Friedrich SchillerFriedrich Schiller

Friedrich Schiller an Lotte v. Lengefeld und Caroline v. Beulwitz. 

Sontag Abends [10. Januar 1790].

Der heutige Tag war so freundlich hell, daß es mir eine harte Prüfung gekostet hat, meine liebsten, ihn nicht mit euch zu verleben. Hätte ich etwas früher daran gedacht, so hätte ich eine Zusammenkunft in Ketschau vorgeschlagen, und ihr hättet sie vielleicht angenommen. Ach ich hätte euch doch gesehen, und ein Stral des Lichtes hätte mein trübes Daseyn hier beschienen. Ich könnte nicht lange mehr von euch beyden getrennt seyn.
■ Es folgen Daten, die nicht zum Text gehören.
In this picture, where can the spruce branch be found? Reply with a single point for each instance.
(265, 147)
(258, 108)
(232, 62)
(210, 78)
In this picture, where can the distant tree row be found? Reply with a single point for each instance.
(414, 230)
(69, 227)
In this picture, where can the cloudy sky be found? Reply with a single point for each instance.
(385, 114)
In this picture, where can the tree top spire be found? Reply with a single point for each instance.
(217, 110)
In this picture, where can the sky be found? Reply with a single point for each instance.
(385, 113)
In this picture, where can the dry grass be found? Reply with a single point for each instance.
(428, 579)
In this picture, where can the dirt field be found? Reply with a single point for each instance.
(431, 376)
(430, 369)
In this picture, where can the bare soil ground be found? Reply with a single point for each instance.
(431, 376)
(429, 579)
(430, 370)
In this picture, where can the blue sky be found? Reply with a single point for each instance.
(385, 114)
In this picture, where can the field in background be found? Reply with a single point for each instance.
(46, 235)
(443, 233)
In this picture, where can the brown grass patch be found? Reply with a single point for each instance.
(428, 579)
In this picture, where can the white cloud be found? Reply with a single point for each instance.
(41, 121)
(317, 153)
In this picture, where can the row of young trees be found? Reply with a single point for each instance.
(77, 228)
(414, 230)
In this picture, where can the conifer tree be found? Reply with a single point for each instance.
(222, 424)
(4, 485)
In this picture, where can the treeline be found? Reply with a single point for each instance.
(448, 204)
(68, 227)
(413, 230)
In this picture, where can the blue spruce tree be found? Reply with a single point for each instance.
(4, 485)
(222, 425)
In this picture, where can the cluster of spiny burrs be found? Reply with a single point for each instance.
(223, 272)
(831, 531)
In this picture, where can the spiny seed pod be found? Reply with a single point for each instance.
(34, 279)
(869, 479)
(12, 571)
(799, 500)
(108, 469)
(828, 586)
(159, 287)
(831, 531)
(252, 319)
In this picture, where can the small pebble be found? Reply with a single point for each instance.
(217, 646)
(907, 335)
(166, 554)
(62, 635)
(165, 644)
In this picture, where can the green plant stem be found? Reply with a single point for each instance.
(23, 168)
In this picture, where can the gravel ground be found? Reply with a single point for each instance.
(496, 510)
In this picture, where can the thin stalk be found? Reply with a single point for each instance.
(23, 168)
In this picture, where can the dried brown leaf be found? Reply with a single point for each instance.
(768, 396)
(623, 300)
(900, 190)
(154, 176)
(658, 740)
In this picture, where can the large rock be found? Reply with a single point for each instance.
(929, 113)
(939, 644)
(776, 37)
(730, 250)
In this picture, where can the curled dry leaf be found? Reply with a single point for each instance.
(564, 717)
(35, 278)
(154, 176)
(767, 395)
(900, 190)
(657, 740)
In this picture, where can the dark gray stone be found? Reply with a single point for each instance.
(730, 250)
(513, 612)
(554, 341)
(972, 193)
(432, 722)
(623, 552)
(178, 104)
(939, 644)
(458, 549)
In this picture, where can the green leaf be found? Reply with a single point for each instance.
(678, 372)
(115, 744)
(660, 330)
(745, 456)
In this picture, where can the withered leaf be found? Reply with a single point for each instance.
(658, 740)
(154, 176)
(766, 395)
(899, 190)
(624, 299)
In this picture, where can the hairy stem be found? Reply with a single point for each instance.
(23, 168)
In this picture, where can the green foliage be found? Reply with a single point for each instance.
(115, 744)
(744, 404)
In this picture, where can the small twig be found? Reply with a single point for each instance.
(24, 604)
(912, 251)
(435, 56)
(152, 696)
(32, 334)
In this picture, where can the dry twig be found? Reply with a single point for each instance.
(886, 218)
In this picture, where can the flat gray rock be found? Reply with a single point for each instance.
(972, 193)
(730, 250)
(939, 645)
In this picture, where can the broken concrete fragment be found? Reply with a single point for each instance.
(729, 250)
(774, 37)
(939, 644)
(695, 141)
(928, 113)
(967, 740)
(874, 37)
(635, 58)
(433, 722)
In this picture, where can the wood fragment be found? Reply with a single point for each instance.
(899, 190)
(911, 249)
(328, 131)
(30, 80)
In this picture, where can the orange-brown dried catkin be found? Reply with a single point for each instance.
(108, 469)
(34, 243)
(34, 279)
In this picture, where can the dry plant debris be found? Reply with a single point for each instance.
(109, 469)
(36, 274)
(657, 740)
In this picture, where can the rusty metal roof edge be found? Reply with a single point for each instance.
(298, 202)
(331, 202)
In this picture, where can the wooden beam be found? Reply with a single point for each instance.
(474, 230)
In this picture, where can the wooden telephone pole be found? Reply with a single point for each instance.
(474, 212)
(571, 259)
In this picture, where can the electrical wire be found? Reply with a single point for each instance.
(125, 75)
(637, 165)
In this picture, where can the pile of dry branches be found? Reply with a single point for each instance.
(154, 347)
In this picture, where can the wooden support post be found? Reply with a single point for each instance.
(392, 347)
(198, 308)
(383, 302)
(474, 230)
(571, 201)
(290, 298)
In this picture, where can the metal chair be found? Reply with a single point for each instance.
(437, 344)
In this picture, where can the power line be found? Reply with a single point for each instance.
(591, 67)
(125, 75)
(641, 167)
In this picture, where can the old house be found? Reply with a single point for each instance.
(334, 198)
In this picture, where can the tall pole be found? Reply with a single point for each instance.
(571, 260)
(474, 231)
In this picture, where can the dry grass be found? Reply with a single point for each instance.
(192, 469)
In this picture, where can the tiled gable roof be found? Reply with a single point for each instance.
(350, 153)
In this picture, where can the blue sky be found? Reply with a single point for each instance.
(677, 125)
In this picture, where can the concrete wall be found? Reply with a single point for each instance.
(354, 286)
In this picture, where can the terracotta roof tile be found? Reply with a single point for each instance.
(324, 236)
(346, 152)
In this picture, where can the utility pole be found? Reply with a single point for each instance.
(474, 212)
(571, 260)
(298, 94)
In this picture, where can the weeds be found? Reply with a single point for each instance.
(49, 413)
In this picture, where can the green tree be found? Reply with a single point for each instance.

Ich ertrüge es nicht. Oft mache ich mir Vorwürfe über diesen Mangel an Stärke, an Selbstständigkeit; Unmännlichkeit würden es andre mit dem gelindesten Nahmen nennen. Sonst war ich mir selbst mehr, weil ich mir alles seyn mußte: meine Wünsche waren genügsamer und mein eigenes Herz reichte hin, sie zu stillen. Ich umschlang die Geschöpfe der Einbildung, dichterische Wesen, mit einem Herzen der Liebe, mit einer geselligen Freude. Das ist jetzt alles vorbey meine Liebsten. Im Gedanken an euch, in der rastlosen Sehnsucht nach euch verzehrt meine Seele alle ihre glüenden Kräfte, und kein andrer Gegenstand bringt es bey mir auch nur biss zur Wärme. Nie bin ich in mir selbst so arm und so wenig gewesen, als jetzt in der Annäherung zu meinem seligsten Glück. Da es noch weiter entlegen war, gieng ich sparsamer um mit den Freuden des Augenblicks und hielt mich fest an der Hofnung. Aber in dieser Nähe der Erfüllung verschmäht die trunkene Seele das geringere Glück. Die Gegenwart ist mir nichts mehr, die Freuden der Hofnung nichts mehr, und doch seid ihr mir noch ferne. 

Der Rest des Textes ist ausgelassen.